Adam bites his lip once more, and his grip on Michael’s hand tightens. “I know what people think about half-nobles. Always trying to be something they’re not, always trying to aim for something more than they deserve. And I didn’t want to make it seem like I was using my father to try and claim that I’m better than I am. In every meaningful way, I was raised a commoner, not a noble. I don’t understand noble social codes, I don’t know about history and religion; hell, I can’t even read or write, Michael. All I know is what my mother taught me, and she taught me honesty and a little commonfolk medicine. That’s it. That’s what I am.

“And part of it-- I guess I’ve just had this anxiety, since you’ve come back. Because I agreed to this, but I’m just worried that I’m not going to live up to the role that’s set for me. Because I can fill the biological role no problem. But the social role, of the perfect omega husband who knows how to act in all the noble social circles? I’ve got no clue. I’m not  _ pure, _ not like all these nobles are. And I don’t know how I’m going to live up to their expectations.”

As much as Michael’s experiences growing up differ so much from Adam’s, Michael can feel his own anxiety reflected back in Adam’s words. They are two different outcomes to the same dilemma. “I’m only half, too, Adam.”

“What?” Adam looks at him in confusion, and Michael is almost surprised that Adam doesn’t know. Sure, Michael hadn’t  _ told _ him, but Michael is used to everyone knowing. Among the palace servants and Father’s advisors, it had always been common knowledge; among the nobles, it was frequent gossip. It is so  _ new _ to Michael to have to explain this. It is also, in a way, unbearably difficult. 

“My omega father, he was born into a farming village. Not even on a noble estate, just with other commonfolk.
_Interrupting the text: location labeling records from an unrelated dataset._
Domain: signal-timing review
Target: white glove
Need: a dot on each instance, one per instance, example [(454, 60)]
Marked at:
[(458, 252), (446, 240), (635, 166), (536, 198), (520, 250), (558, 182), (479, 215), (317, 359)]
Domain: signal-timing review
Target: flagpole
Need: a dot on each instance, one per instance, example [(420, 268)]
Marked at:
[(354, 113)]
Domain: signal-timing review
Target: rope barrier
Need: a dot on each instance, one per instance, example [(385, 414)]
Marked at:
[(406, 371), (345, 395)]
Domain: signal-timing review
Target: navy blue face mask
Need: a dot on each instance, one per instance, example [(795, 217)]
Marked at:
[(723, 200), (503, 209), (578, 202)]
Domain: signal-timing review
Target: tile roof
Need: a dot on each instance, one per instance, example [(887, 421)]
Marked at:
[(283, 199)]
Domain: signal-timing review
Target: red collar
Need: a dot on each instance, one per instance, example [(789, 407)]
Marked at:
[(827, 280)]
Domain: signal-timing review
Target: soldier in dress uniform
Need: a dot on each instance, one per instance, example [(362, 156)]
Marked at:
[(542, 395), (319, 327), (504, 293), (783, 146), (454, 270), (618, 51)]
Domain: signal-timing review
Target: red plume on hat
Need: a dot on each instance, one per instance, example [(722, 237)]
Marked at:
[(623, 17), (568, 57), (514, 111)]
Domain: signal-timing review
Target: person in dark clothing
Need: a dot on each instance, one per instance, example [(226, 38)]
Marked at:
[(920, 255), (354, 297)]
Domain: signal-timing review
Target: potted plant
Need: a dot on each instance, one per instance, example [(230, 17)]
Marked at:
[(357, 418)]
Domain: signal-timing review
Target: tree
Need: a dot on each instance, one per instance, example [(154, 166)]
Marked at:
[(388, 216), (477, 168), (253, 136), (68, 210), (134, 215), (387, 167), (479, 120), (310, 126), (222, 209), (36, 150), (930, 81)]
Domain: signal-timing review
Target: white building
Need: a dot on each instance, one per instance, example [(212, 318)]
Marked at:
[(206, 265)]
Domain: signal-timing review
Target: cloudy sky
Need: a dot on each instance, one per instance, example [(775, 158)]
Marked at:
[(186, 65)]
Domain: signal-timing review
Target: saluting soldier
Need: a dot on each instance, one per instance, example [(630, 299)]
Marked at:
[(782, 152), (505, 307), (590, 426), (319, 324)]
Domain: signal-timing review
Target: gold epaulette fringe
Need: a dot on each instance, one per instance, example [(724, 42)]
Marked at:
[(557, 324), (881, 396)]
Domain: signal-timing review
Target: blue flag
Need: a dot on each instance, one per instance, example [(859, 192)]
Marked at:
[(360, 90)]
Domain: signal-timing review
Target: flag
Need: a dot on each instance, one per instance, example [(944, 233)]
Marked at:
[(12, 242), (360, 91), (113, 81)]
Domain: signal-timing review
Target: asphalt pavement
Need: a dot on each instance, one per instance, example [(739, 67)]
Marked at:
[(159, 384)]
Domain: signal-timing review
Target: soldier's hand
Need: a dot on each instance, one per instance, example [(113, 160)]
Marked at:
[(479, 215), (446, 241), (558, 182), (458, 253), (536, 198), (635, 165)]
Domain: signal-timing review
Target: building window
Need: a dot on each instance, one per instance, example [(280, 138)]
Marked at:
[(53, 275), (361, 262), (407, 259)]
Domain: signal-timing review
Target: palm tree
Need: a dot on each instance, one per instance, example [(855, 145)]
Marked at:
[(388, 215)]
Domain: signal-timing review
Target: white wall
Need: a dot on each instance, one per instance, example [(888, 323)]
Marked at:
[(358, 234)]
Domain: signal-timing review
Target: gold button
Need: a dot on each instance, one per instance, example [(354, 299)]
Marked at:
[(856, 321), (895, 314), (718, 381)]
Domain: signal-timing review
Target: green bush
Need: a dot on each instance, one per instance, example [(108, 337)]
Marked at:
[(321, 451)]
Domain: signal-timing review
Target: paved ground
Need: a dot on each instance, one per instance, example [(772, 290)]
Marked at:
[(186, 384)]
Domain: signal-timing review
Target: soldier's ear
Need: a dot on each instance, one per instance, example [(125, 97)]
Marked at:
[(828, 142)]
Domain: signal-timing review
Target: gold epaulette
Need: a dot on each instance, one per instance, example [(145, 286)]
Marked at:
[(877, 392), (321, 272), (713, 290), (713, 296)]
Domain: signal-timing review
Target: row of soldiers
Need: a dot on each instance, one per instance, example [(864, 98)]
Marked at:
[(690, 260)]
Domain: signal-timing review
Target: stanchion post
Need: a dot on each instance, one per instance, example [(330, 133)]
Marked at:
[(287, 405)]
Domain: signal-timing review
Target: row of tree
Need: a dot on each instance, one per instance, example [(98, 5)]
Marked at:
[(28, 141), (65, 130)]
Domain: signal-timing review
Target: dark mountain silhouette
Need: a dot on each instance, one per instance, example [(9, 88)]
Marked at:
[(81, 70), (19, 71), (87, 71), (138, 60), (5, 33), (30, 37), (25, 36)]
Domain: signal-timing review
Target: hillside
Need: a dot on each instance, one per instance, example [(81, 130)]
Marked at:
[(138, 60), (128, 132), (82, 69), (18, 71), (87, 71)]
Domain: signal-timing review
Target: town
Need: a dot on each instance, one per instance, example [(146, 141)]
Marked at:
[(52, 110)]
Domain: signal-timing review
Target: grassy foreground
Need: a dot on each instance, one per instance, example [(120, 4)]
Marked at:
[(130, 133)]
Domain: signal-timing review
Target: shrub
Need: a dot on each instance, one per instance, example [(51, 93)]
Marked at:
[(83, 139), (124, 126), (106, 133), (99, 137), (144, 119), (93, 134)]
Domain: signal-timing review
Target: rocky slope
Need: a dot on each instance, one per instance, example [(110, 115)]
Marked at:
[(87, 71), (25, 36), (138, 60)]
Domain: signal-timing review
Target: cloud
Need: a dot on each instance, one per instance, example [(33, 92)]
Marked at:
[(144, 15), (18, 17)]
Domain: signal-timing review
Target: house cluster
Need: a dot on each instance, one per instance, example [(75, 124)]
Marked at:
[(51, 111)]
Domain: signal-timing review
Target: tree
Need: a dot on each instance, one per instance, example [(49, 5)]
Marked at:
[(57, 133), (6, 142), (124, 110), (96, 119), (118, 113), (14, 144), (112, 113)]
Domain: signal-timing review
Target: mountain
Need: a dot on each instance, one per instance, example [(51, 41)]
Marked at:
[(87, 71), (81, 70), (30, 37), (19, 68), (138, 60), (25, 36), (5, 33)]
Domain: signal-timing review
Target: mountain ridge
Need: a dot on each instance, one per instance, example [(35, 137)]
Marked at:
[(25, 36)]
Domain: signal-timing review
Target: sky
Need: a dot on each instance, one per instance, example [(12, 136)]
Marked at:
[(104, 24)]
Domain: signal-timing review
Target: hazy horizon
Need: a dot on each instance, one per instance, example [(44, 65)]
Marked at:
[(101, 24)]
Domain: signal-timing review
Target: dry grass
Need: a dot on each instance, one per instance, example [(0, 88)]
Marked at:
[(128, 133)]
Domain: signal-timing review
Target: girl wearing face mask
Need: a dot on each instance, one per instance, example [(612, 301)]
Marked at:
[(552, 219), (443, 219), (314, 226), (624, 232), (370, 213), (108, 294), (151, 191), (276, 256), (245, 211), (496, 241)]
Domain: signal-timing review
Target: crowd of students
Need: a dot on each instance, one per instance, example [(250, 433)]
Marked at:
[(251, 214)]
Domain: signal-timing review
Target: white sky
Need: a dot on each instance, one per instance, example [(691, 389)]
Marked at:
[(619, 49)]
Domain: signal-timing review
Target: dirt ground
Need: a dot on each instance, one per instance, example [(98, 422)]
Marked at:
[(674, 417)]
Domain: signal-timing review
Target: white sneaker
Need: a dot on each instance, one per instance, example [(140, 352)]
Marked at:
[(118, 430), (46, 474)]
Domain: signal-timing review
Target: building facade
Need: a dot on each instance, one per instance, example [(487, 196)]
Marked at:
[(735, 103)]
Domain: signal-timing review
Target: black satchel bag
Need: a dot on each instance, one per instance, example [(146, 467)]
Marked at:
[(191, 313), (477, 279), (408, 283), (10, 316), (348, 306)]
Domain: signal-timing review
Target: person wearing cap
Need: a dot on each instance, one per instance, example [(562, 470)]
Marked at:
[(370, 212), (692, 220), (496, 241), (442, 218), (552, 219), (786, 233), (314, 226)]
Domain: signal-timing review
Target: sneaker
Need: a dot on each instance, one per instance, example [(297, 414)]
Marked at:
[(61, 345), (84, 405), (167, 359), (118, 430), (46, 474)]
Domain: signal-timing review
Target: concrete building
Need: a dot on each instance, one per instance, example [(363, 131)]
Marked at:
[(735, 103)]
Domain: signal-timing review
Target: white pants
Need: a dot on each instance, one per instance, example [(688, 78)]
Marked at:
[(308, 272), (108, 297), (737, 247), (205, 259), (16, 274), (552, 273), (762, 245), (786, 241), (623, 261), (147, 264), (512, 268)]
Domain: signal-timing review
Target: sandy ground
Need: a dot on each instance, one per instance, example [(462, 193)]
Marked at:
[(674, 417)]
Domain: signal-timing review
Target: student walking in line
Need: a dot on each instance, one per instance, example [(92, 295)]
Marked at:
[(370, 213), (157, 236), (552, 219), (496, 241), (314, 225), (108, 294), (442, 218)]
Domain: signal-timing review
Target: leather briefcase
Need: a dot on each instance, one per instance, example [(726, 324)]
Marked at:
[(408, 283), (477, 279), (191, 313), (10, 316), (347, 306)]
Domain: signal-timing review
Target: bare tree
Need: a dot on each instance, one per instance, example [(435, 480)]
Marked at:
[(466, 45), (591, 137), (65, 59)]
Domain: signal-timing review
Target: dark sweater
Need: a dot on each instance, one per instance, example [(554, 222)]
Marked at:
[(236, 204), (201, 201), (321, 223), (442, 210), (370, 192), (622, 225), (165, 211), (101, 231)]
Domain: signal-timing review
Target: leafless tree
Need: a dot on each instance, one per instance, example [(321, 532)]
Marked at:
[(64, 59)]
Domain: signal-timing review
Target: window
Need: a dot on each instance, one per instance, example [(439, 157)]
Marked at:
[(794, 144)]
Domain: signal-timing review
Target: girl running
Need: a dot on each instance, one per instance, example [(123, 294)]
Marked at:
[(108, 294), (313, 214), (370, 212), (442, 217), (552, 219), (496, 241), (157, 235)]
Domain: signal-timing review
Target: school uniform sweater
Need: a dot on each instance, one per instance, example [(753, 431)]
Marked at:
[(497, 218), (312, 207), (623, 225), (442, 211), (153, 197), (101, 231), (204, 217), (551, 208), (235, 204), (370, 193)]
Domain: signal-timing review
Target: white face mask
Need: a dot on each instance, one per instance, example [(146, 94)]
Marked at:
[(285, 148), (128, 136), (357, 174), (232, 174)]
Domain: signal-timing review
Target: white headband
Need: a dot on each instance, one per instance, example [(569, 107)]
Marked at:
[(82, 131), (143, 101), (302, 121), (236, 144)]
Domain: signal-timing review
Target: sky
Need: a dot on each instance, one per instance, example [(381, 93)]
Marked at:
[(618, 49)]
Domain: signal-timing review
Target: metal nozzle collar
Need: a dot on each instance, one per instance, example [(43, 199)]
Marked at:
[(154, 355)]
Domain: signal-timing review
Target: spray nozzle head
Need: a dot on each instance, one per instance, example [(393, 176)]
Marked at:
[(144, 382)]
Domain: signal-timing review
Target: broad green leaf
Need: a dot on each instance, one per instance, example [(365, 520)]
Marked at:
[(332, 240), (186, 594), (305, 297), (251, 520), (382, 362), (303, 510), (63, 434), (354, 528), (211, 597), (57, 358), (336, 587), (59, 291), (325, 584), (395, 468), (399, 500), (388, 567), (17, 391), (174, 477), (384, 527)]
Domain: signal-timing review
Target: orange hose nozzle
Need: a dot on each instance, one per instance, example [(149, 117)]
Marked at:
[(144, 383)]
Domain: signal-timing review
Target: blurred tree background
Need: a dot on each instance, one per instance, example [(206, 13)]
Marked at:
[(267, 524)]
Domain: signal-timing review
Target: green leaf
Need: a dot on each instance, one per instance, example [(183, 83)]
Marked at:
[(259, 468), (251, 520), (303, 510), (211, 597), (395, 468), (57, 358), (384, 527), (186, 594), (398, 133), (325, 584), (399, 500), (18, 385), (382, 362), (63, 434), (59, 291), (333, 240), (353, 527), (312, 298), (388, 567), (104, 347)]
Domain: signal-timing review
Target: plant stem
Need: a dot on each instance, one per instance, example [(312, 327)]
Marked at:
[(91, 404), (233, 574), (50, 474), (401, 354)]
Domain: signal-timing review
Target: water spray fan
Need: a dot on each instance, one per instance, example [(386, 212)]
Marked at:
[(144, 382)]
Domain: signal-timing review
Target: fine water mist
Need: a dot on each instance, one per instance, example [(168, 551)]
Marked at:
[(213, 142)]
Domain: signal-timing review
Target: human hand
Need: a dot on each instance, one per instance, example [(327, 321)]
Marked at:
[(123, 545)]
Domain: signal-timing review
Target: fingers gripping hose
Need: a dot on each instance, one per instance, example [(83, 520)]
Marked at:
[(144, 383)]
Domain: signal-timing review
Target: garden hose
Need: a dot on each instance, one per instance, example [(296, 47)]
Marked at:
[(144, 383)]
And one day, my alpha Father was doing a patrol through the village while on his military duties. He decided to stay for a few days at the local inn, and while he was there, they met. I’m not even sure they ever really  _ liked _ each other, but they were certainly attracted to each other. My alpha Father left the village after a few days, and everything would’ve been forgotten if I hadn’t been born.”

“Oh,” Adam says, quiet. “So your omega father, he had to leave his village so that you could be raised as a prince?”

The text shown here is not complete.